GUATEMALA CITY (AP) - A U.N. commission that spent the last 12 years probing graft in Guatemala described the country as “captured” by corruption in its final report Wednesday, days before it is set to wrap up operations after President Jimmy Morales refused to renew its mandate.
The commission, known as CICIG for its initials in Spanish, said in its final report that there is a “mafia coalition” among members of government, the business community and private individuals that is “willing to sacrifice Guatemala’s present and future to guarantee impunity and preserve the status quo.”
Commission chief Iván Velásquez, a Colombian lawyer who has been barred by Morales’ government from entering Guatemala, said via video conference from Colombia that the report would be the commission’s last public act.

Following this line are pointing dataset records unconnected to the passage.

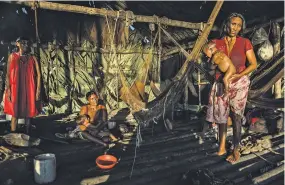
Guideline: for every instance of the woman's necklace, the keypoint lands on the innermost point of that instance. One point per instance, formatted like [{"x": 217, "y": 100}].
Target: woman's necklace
[{"x": 230, "y": 42}]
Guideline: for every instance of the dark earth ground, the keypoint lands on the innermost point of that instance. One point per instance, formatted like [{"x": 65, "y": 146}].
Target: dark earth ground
[{"x": 162, "y": 158}]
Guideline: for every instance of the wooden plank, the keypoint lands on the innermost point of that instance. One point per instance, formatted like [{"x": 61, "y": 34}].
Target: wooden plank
[{"x": 104, "y": 12}]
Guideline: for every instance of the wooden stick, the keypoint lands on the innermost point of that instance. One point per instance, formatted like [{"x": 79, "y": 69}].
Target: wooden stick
[{"x": 109, "y": 13}]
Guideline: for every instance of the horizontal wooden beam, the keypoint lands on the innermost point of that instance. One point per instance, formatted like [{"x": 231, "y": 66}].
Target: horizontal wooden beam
[
  {"x": 247, "y": 30},
  {"x": 110, "y": 13},
  {"x": 89, "y": 49}
]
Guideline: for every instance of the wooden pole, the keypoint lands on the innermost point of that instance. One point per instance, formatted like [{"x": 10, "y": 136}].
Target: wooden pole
[
  {"x": 202, "y": 39},
  {"x": 109, "y": 13}
]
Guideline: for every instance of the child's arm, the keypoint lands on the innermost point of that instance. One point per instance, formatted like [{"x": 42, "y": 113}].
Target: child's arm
[{"x": 230, "y": 71}]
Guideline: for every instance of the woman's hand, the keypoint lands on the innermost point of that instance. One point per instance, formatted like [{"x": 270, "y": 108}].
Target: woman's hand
[
  {"x": 235, "y": 77},
  {"x": 8, "y": 92},
  {"x": 38, "y": 95}
]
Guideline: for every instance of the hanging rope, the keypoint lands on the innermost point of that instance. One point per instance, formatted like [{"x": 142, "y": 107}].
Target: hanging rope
[{"x": 35, "y": 8}]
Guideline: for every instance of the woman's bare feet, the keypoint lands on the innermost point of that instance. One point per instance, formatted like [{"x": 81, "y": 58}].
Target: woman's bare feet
[{"x": 221, "y": 152}]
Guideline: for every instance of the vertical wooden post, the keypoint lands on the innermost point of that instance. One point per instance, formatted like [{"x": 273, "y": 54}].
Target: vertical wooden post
[{"x": 159, "y": 56}]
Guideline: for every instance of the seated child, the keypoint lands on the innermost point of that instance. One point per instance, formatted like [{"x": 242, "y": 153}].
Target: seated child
[{"x": 90, "y": 131}]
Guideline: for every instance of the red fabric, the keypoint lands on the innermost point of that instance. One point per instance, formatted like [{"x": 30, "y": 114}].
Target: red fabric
[
  {"x": 22, "y": 80},
  {"x": 253, "y": 120},
  {"x": 238, "y": 53}
]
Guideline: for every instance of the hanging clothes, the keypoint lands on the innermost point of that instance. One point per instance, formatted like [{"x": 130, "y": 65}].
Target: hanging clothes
[{"x": 22, "y": 79}]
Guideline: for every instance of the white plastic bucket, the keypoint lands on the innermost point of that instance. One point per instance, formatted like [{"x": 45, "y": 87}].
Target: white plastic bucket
[
  {"x": 44, "y": 168},
  {"x": 20, "y": 121}
]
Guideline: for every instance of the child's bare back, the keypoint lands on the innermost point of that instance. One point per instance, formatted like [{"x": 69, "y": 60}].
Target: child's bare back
[{"x": 223, "y": 62}]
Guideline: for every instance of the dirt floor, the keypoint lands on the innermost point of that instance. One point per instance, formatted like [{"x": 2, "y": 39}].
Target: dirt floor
[{"x": 162, "y": 158}]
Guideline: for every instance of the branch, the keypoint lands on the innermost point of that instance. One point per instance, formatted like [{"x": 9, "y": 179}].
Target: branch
[{"x": 110, "y": 13}]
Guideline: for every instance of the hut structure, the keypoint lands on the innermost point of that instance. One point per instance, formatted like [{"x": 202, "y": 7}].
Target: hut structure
[{"x": 143, "y": 58}]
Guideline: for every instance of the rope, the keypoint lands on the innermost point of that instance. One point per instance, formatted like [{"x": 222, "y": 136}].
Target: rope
[
  {"x": 181, "y": 48},
  {"x": 35, "y": 8}
]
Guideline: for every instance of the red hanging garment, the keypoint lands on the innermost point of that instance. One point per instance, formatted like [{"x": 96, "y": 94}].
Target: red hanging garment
[{"x": 22, "y": 79}]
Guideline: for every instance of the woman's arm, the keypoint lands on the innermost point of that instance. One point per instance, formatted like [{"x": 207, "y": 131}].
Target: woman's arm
[
  {"x": 252, "y": 63},
  {"x": 83, "y": 110}
]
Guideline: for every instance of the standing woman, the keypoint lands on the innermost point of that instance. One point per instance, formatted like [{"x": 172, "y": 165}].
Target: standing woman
[
  {"x": 23, "y": 85},
  {"x": 239, "y": 50}
]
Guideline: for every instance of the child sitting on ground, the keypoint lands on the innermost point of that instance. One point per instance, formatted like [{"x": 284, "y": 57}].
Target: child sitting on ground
[{"x": 90, "y": 131}]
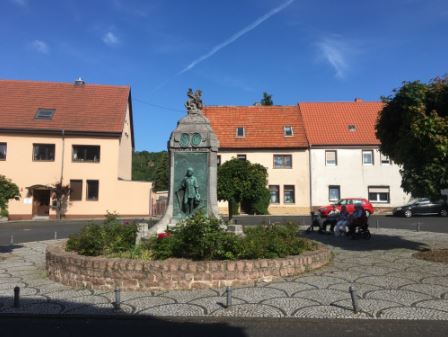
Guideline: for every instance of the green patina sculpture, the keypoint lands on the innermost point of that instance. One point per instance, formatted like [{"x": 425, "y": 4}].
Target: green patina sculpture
[{"x": 191, "y": 197}]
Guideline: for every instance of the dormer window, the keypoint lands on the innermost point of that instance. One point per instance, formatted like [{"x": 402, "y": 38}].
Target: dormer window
[
  {"x": 240, "y": 132},
  {"x": 287, "y": 131},
  {"x": 44, "y": 113}
]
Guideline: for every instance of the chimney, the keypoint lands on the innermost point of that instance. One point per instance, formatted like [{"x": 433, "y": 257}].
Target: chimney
[{"x": 79, "y": 82}]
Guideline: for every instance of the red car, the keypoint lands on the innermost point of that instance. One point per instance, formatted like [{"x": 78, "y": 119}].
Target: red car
[{"x": 349, "y": 204}]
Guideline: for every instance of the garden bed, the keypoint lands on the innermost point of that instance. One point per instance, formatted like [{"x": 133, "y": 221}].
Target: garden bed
[{"x": 76, "y": 270}]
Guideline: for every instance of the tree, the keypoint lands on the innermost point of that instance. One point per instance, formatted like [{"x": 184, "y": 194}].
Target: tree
[
  {"x": 60, "y": 194},
  {"x": 240, "y": 182},
  {"x": 266, "y": 100},
  {"x": 413, "y": 130},
  {"x": 8, "y": 191}
]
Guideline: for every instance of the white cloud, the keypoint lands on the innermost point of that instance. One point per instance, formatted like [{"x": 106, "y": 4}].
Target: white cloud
[
  {"x": 21, "y": 3},
  {"x": 237, "y": 35},
  {"x": 40, "y": 47},
  {"x": 110, "y": 39}
]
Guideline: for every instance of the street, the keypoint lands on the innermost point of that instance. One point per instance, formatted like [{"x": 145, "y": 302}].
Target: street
[
  {"x": 28, "y": 231},
  {"x": 261, "y": 327}
]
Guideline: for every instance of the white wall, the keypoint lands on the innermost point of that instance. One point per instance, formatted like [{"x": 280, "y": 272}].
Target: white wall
[{"x": 353, "y": 177}]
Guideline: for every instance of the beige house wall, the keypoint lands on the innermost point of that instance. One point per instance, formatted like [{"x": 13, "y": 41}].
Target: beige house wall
[
  {"x": 298, "y": 176},
  {"x": 125, "y": 150},
  {"x": 353, "y": 177},
  {"x": 124, "y": 197}
]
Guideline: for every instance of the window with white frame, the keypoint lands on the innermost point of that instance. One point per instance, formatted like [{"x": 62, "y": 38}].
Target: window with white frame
[
  {"x": 331, "y": 158},
  {"x": 282, "y": 161},
  {"x": 275, "y": 194},
  {"x": 379, "y": 194},
  {"x": 289, "y": 194},
  {"x": 367, "y": 157},
  {"x": 334, "y": 193},
  {"x": 385, "y": 160},
  {"x": 240, "y": 132},
  {"x": 287, "y": 131},
  {"x": 3, "y": 148}
]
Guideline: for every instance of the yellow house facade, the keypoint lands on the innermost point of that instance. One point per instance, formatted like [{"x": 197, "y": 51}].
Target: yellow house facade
[{"x": 78, "y": 134}]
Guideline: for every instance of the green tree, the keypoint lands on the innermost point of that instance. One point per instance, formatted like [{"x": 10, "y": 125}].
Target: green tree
[
  {"x": 267, "y": 99},
  {"x": 413, "y": 130},
  {"x": 243, "y": 183},
  {"x": 151, "y": 166},
  {"x": 8, "y": 191}
]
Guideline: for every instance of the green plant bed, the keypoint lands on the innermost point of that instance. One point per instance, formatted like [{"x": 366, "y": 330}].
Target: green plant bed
[{"x": 197, "y": 238}]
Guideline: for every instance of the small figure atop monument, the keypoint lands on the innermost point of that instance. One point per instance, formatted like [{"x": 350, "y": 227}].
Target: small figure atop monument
[{"x": 194, "y": 103}]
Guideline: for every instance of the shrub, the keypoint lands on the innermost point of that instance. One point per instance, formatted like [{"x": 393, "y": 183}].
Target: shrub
[{"x": 111, "y": 237}]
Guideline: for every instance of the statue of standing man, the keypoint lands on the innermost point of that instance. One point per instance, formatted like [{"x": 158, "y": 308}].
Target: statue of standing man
[{"x": 191, "y": 198}]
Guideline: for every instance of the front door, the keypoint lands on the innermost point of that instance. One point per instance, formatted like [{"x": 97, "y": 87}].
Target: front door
[{"x": 41, "y": 202}]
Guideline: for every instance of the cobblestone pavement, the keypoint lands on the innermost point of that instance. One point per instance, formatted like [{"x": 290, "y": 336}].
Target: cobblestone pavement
[{"x": 390, "y": 282}]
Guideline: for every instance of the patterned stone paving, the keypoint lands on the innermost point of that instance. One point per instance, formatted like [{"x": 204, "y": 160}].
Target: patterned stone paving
[{"x": 391, "y": 284}]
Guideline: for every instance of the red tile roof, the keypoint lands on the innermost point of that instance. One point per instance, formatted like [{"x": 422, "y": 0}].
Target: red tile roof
[
  {"x": 328, "y": 123},
  {"x": 88, "y": 108},
  {"x": 263, "y": 126}
]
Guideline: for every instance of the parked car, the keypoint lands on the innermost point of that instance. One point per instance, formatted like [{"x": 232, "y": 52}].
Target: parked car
[
  {"x": 349, "y": 204},
  {"x": 422, "y": 206}
]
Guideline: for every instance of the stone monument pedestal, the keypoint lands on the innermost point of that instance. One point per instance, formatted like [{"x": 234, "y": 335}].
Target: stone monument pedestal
[{"x": 193, "y": 148}]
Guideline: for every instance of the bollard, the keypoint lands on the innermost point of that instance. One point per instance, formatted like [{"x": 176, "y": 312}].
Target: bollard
[
  {"x": 16, "y": 297},
  {"x": 228, "y": 297},
  {"x": 354, "y": 297},
  {"x": 116, "y": 304}
]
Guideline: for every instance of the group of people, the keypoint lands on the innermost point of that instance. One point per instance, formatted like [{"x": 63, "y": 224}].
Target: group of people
[{"x": 341, "y": 222}]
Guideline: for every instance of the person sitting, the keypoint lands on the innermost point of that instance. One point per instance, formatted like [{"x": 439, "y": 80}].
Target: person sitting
[
  {"x": 332, "y": 219},
  {"x": 359, "y": 218},
  {"x": 342, "y": 223}
]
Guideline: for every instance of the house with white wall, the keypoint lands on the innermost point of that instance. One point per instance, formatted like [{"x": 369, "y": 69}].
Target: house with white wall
[
  {"x": 344, "y": 156},
  {"x": 273, "y": 136},
  {"x": 77, "y": 134}
]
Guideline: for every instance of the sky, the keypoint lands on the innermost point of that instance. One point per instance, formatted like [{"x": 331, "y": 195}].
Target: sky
[{"x": 233, "y": 50}]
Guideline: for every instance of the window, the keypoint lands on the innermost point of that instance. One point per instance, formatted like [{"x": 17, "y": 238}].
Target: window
[
  {"x": 289, "y": 194},
  {"x": 282, "y": 161},
  {"x": 44, "y": 152},
  {"x": 367, "y": 157},
  {"x": 89, "y": 153},
  {"x": 379, "y": 194},
  {"x": 44, "y": 113},
  {"x": 334, "y": 192},
  {"x": 241, "y": 156},
  {"x": 287, "y": 131},
  {"x": 240, "y": 132},
  {"x": 275, "y": 194},
  {"x": 384, "y": 159},
  {"x": 2, "y": 151},
  {"x": 75, "y": 190},
  {"x": 92, "y": 190},
  {"x": 331, "y": 158}
]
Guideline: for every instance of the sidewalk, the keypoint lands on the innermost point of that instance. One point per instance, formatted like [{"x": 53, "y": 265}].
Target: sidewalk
[{"x": 392, "y": 285}]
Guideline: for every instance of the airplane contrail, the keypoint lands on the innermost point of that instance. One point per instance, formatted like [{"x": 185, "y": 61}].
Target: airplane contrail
[
  {"x": 236, "y": 36},
  {"x": 230, "y": 40}
]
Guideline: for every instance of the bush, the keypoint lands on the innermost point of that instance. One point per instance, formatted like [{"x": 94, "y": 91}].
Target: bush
[
  {"x": 201, "y": 238},
  {"x": 111, "y": 237}
]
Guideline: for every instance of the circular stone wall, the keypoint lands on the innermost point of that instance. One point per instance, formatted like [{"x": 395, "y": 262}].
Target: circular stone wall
[{"x": 76, "y": 270}]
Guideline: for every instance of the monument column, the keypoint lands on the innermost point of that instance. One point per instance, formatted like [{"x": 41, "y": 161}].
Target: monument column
[{"x": 193, "y": 148}]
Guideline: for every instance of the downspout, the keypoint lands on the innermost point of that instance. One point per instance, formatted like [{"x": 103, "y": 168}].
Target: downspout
[{"x": 311, "y": 178}]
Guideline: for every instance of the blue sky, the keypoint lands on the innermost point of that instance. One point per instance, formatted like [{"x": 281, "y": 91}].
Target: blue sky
[{"x": 233, "y": 50}]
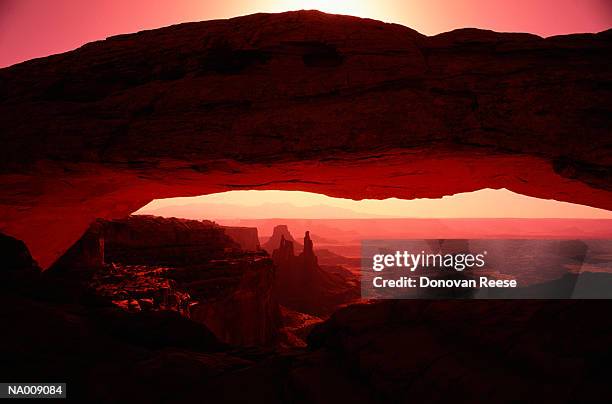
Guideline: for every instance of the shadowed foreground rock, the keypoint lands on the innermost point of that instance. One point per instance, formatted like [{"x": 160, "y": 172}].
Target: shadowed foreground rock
[{"x": 303, "y": 100}]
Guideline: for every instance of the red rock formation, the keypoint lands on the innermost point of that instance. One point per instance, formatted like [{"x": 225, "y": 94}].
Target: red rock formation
[
  {"x": 303, "y": 100},
  {"x": 280, "y": 232},
  {"x": 189, "y": 266},
  {"x": 247, "y": 237},
  {"x": 304, "y": 286}
]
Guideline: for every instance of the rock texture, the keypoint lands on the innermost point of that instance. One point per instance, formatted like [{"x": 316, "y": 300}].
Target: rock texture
[
  {"x": 473, "y": 351},
  {"x": 150, "y": 263},
  {"x": 246, "y": 237},
  {"x": 304, "y": 286},
  {"x": 302, "y": 100}
]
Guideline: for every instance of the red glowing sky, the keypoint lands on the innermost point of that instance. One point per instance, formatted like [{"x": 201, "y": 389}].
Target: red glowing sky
[{"x": 32, "y": 28}]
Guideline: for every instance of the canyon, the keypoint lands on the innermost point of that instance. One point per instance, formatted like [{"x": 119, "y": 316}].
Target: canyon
[
  {"x": 143, "y": 309},
  {"x": 303, "y": 100}
]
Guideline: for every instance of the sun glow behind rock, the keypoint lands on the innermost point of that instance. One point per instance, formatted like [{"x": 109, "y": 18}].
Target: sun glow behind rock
[{"x": 254, "y": 204}]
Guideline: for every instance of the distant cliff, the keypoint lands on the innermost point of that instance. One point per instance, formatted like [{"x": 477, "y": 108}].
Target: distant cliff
[
  {"x": 143, "y": 263},
  {"x": 303, "y": 285},
  {"x": 247, "y": 237}
]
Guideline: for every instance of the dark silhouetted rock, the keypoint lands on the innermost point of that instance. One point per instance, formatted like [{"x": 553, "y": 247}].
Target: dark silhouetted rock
[
  {"x": 246, "y": 237},
  {"x": 339, "y": 105}
]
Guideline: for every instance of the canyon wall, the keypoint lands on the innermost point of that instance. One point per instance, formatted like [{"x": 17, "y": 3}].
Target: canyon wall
[
  {"x": 303, "y": 100},
  {"x": 149, "y": 263}
]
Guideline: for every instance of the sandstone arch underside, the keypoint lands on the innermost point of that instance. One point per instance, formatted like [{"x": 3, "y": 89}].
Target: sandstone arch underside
[{"x": 305, "y": 101}]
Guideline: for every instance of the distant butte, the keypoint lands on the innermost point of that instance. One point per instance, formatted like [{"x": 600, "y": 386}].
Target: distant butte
[{"x": 303, "y": 100}]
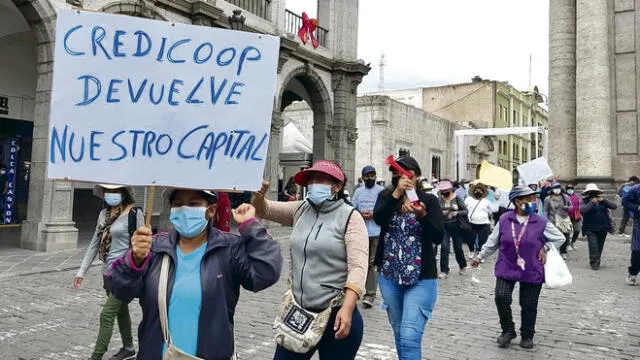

“We almost got to the nucleus of the structures that have captured the state,” Velásquez said. “This cannot be solved without a profound restructuring of the state.”
The commission began its work in Guatemala in 2007 at the request of then-President Óscar Berger and was given responsibility for dismantling illegality in the wake of the country’s 1960-1996 civil war.
Morales accused the body of overreaching its authority last year, after the commission brought investigations against him, some of his relatives and his inner circle. He was protected from prosecution as a sitting president and has denied wrongdoing.
While many observers praised the commission for its work, which resulted in the prosecution of more than 400 people, including former President Otto Pérez Molina (2012-2015), his vice president and much of his Cabinet, Morales decided that CICIG had run its course, setting up its impending departure Sept. 3.
Critics saw Morales’ refusal to renew the commission’s mandate as an attempt to protect himself and those close to him.
The report argued that the “impunity of power” in Guatemala dates to colonial times.
One of the reasons why corruption networks persist today, it said, is that “they have distorted democratic institutionality in their favor and they have molded the political system and designed mechanisms that allow them to occupy positions of power, manipulating legislation.”
“Between 2012 and 2015, an illicit, political-economic network took over the executive (branch), subordinated the legislative, manipulated and interfered in the election of judges to high courts and, in addition to looting the state, promoted laws and policies favoring private companies to the detriment of competition and the citizenry,” the report continued.
All that benefited drug trafficking networks, it added.
Together with Guatemalan prosecutors, the commission took down 70 organized crime networks. Those targeted for prosecution have included public officials, lawmakers, judges, businesspeople and other civilians.
It also investigated Morales’ National Convergence Front for alleged illegal political financing.
The report said illicit political money is “present in the majority of campaigns and parties” and comes from criminal organizations including drug traffickers seeking territorial control and political protection, as well as businesspeople seeking influence.